2.3 Die übrigen formellen Voraussetzungen sind ebenfalls erfüllt (vgl. zur
Beschwerdelegitimation der Helsana im Besonderen Art. 103 lit. a OG und BGE
123 V 298 f. Erw. 4).

2.4 Auf die Verwaltungsgerichtsbeschwerde ist somit insoweit einzutreten.

3.
Während der Rechtshängigkeit der Klage ist am 1. Januar 2003 das Bundesgesetz
vom 6. Oktober 2000 über den Allgemeinen Teil des Sozialversicherungsrechts
(ATSG) in Kraft getreten.

3.1
3.1.1Dieses Gesetz koordiniert das Sozialversicherungsrecht des Bundes, indem
es u.a. ein einheitliches Sozialversicherungsverfahren festlegt und die
Rechtspflege regelt (Art. 1 Ingress und lit. b ATSG).
Die verfahrensrechtlichen Vorschriften finden sich in den Art. 27 ff.

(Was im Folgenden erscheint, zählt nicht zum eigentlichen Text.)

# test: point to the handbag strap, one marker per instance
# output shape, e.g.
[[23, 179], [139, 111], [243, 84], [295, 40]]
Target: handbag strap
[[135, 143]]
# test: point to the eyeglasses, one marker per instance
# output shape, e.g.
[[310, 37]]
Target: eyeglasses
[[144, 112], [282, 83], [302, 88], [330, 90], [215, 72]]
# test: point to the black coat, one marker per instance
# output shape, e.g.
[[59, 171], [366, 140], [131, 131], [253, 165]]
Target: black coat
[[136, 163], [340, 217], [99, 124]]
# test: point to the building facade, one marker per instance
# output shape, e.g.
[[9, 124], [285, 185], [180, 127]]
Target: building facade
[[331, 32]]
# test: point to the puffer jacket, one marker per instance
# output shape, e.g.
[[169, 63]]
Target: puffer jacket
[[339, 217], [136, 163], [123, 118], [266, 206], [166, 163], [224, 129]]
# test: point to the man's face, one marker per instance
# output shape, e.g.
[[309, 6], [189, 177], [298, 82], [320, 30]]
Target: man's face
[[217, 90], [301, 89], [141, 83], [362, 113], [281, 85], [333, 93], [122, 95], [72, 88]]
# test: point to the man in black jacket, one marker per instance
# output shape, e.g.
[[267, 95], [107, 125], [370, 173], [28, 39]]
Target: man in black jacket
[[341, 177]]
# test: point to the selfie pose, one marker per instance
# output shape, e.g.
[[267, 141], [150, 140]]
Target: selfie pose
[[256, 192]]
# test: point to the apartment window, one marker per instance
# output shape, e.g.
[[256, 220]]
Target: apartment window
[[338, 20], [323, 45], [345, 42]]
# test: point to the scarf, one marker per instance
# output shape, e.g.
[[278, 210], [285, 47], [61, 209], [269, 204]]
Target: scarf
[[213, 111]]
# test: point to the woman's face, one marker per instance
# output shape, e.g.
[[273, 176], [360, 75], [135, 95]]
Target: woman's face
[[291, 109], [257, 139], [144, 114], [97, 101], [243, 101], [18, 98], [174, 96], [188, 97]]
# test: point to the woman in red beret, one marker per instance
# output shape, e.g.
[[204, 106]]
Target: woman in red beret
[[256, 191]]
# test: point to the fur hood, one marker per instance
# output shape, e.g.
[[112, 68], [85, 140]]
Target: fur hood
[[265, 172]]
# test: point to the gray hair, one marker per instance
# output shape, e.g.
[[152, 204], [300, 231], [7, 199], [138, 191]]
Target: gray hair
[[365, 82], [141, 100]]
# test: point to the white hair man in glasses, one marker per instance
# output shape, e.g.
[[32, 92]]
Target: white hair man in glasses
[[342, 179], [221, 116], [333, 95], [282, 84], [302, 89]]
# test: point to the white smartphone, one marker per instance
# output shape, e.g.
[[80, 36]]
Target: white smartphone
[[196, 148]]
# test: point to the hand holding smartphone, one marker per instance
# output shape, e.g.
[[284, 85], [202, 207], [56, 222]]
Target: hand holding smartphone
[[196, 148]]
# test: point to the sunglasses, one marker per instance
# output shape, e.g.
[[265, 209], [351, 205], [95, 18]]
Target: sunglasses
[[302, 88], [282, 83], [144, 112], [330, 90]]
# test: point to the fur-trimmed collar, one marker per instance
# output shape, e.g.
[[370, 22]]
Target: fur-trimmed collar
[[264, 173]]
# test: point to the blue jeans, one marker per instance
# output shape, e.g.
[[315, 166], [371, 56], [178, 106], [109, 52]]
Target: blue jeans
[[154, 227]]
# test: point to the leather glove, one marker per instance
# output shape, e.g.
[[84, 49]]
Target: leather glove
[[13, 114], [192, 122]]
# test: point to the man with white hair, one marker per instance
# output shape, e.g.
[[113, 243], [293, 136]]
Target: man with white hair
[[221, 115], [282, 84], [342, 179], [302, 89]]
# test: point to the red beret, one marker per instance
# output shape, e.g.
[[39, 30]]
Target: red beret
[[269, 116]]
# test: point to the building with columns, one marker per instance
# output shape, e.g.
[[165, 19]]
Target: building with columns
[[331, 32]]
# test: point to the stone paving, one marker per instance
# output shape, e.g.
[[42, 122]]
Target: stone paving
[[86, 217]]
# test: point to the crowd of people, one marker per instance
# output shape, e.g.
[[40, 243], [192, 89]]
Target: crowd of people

ATSG.
Es gilt, soweit vorliegend von Bedeutung, folgende Regelung: Über Leistungen,
Forderungen und Anordnungen, die erheblich sind oder mit denen die betroffene
Person nicht einverstanden ist, hat der Versicherungsträger schriftlich
Verfügungen zu erlassen (Art. 49 Abs. 1 ATSG). Gegen Verfügungen kann
innerhalb von 30 Tagen bei der verfügenden Stelle Einsprache erhoben werden
(Art. 52 Abs. 1 erster Teilsatz ATSG). In den Artikeln 27-54 oder in den
Einzelgesetzen nicht abschliessend geregelte Verfahrensbereiche bestimmen
sich nach dem Verwaltungsverfahrensgesetz vom 20. Dezember 1968 (Art. 55 Abs.
1 ATSG).

3.1.2 Die Bestimmungen dieses Gesetzes sind auf die bundesgesetzlich
geregelten Sozialversicherungen anwendbar, wenn und soweit die einzelnen
Sozialversicherungsgesetze es vorsehen (Art. 2 ATSG).
Nach Art. 1 Abs. 1 KVG in der ab 1. Januar 2003 geltenden Fassung sind die
Bestimmungen des ATSG auf die Krankenversicherung anwendbar, soweit das
vorliegende Gesetz nicht ausdrücklich eine Abweichung vorsieht. Sie finden
keine Anwendung in den in Absatz 2 dieser Vorschrift genannten Bereichen.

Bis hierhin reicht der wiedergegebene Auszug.